Be aware - I believe in all of the benefits & more, but they do come with some
hefty initial costs.

------
elliottcarlson
I love the energy that dogs bring to the office - we have anywhere from 2 to 5
in the office at a time, and sometimes it can be a bit hectic - but the
positive vibe that a little dog coming by you for a quick pet keeps me going
through the day.

------
mladenkovacevic
I miss having a dog.. I've been considering volunteering to take my elderly
neighbour's dog for walks every evening.

------
waterlion
Another data point. A dog in the office destroyed my productivity and shot my
stress up through the roof for the best part of a year.

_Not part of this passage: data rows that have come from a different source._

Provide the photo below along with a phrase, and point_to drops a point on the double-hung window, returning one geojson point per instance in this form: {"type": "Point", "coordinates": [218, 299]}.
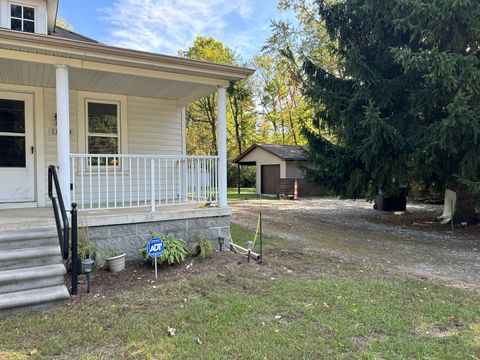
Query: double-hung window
{"type": "Point", "coordinates": [22, 18]}
{"type": "Point", "coordinates": [103, 128]}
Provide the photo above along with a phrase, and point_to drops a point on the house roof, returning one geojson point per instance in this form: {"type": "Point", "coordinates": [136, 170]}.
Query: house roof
{"type": "Point", "coordinates": [74, 50]}
{"type": "Point", "coordinates": [283, 152]}
{"type": "Point", "coordinates": [67, 34]}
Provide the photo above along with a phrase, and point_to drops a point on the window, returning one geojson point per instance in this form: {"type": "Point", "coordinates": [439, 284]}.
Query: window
{"type": "Point", "coordinates": [22, 18]}
{"type": "Point", "coordinates": [12, 133]}
{"type": "Point", "coordinates": [103, 128]}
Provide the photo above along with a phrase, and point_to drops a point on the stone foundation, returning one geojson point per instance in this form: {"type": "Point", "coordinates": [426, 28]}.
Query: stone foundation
{"type": "Point", "coordinates": [132, 236]}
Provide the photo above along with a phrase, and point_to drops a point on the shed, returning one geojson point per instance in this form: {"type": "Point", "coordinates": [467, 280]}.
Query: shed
{"type": "Point", "coordinates": [277, 167]}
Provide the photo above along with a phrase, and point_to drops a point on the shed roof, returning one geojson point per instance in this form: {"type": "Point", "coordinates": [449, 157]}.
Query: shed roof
{"type": "Point", "coordinates": [283, 152]}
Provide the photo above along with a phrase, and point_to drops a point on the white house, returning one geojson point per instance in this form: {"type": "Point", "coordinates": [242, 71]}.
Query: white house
{"type": "Point", "coordinates": [113, 121]}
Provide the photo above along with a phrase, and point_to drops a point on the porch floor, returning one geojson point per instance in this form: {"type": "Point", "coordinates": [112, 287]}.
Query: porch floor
{"type": "Point", "coordinates": [32, 218]}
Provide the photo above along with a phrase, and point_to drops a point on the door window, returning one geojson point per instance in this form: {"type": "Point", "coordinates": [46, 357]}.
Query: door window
{"type": "Point", "coordinates": [12, 133]}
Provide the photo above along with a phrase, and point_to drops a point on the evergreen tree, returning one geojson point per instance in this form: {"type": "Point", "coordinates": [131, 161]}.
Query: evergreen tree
{"type": "Point", "coordinates": [405, 107]}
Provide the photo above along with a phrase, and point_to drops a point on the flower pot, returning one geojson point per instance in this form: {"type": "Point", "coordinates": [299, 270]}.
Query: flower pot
{"type": "Point", "coordinates": [116, 263]}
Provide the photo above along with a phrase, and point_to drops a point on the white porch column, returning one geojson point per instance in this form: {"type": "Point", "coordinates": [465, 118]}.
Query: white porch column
{"type": "Point", "coordinates": [222, 145]}
{"type": "Point", "coordinates": [63, 132]}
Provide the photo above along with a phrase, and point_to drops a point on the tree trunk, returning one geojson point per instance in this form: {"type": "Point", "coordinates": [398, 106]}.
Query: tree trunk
{"type": "Point", "coordinates": [465, 208]}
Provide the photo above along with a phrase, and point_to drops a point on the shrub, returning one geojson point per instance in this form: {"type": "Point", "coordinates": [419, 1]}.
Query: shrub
{"type": "Point", "coordinates": [87, 249]}
{"type": "Point", "coordinates": [174, 252]}
{"type": "Point", "coordinates": [202, 248]}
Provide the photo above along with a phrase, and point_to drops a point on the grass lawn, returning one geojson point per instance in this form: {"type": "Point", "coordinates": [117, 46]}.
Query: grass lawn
{"type": "Point", "coordinates": [296, 306]}
{"type": "Point", "coordinates": [246, 194]}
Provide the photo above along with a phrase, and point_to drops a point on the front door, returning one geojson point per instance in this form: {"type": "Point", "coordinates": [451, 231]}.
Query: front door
{"type": "Point", "coordinates": [17, 159]}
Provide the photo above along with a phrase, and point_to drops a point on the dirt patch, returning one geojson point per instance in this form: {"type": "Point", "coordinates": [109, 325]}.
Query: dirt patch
{"type": "Point", "coordinates": [441, 330]}
{"type": "Point", "coordinates": [351, 231]}
{"type": "Point", "coordinates": [139, 274]}
{"type": "Point", "coordinates": [363, 341]}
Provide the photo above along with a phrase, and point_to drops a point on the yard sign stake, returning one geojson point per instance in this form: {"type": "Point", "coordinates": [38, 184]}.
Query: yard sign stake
{"type": "Point", "coordinates": [155, 248]}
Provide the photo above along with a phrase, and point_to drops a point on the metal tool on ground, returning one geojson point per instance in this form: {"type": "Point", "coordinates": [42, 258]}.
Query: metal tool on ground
{"type": "Point", "coordinates": [248, 250]}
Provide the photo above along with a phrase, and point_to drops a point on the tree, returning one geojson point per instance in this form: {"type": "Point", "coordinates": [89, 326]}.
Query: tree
{"type": "Point", "coordinates": [405, 106]}
{"type": "Point", "coordinates": [280, 100]}
{"type": "Point", "coordinates": [202, 114]}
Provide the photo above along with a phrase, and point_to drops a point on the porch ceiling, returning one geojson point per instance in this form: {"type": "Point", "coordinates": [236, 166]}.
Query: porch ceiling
{"type": "Point", "coordinates": [43, 75]}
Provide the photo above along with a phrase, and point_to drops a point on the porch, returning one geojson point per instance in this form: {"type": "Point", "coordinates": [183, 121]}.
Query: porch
{"type": "Point", "coordinates": [38, 218]}
{"type": "Point", "coordinates": [112, 120]}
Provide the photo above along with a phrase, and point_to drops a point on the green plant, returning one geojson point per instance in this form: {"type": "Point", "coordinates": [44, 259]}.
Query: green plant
{"type": "Point", "coordinates": [202, 247]}
{"type": "Point", "coordinates": [113, 253]}
{"type": "Point", "coordinates": [87, 249]}
{"type": "Point", "coordinates": [174, 252]}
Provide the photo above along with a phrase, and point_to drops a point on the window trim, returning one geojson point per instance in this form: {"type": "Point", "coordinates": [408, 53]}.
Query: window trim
{"type": "Point", "coordinates": [22, 19]}
{"type": "Point", "coordinates": [81, 118]}
{"type": "Point", "coordinates": [104, 135]}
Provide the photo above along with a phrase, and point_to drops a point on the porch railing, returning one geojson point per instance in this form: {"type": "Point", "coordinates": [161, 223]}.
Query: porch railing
{"type": "Point", "coordinates": [109, 181]}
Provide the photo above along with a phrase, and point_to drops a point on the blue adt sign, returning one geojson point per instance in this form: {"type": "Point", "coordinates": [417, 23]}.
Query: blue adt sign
{"type": "Point", "coordinates": [155, 247]}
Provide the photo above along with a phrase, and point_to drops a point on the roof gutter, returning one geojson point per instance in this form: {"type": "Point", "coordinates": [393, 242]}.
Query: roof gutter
{"type": "Point", "coordinates": [112, 53]}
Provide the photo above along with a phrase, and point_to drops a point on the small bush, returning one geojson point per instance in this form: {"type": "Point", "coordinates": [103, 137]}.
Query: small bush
{"type": "Point", "coordinates": [174, 253]}
{"type": "Point", "coordinates": [87, 249]}
{"type": "Point", "coordinates": [202, 248]}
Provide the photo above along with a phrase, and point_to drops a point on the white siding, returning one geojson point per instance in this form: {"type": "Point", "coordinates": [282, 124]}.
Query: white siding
{"type": "Point", "coordinates": [153, 127]}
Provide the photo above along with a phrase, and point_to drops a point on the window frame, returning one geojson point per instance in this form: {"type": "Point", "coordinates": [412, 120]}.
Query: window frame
{"type": "Point", "coordinates": [88, 134]}
{"type": "Point", "coordinates": [22, 19]}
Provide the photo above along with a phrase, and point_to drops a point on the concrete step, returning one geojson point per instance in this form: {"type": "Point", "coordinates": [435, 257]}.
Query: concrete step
{"type": "Point", "coordinates": [31, 278]}
{"type": "Point", "coordinates": [30, 257]}
{"type": "Point", "coordinates": [19, 239]}
{"type": "Point", "coordinates": [13, 302]}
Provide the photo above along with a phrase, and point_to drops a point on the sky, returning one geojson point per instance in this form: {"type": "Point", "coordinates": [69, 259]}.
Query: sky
{"type": "Point", "coordinates": [167, 26]}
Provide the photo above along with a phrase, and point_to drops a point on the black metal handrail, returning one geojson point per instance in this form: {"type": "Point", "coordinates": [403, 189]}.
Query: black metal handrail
{"type": "Point", "coordinates": [63, 228]}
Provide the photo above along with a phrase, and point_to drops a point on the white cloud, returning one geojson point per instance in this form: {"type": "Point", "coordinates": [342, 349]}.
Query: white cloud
{"type": "Point", "coordinates": [170, 25]}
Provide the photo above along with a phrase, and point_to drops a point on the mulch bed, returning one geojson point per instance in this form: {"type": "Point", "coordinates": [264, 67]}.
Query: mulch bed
{"type": "Point", "coordinates": [138, 274]}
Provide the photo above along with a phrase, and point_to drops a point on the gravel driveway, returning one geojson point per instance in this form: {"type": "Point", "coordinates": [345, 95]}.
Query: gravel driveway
{"type": "Point", "coordinates": [414, 242]}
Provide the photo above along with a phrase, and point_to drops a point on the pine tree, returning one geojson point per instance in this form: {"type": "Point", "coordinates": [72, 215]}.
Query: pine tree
{"type": "Point", "coordinates": [405, 107]}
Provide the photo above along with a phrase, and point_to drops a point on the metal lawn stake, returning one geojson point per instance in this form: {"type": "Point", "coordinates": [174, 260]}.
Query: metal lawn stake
{"type": "Point", "coordinates": [451, 212]}
{"type": "Point", "coordinates": [155, 248]}
{"type": "Point", "coordinates": [260, 261]}
{"type": "Point", "coordinates": [87, 265]}
{"type": "Point", "coordinates": [249, 248]}
{"type": "Point", "coordinates": [221, 241]}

Loud animal, barking
all the time.

Dogs in the office aren't always a good thing and are about as far from a
professional working environment as you can get.

------
stevenp
We've got two dogs at turntable.fm: my chihuahua, Miss Cleo, and a corgi puppy
named Newton. Having them around is probably one of the best things about
working in our office. They're both well-behaved (although Miss Cleo does bark
at the food delivery people to let them know she's in charge), and they add a
lot to the fun atmosphere of the office. I also am extremely grateful that I
can bring her to work with me each day, because I always felt bad about
leaving her at home at past jobs, especially since startup employees tend to
work long hours. The relief of not having to worry about leaving her at home
actually adds substantially to my own productivity.

------
smit
Pretty cool. If a pet can help become more productive, every startup should
get one ;)

------
swalsh
I have a blind dog that we rescued. Some days he decides he's going to be
great. On those days it's wonderful walking. Frank Lyod Right once said that
he doesn't design in the studio, he just draws there. I feel something similar
when I'm on a walk with my dog on a good day. Of course good days are rare.
You can take the dog out of the street but you can't take the street out of
the dog. He's extremely stubborn, which leads to frustrating walks. It can be
hard to think about code when you're fighting with your dog.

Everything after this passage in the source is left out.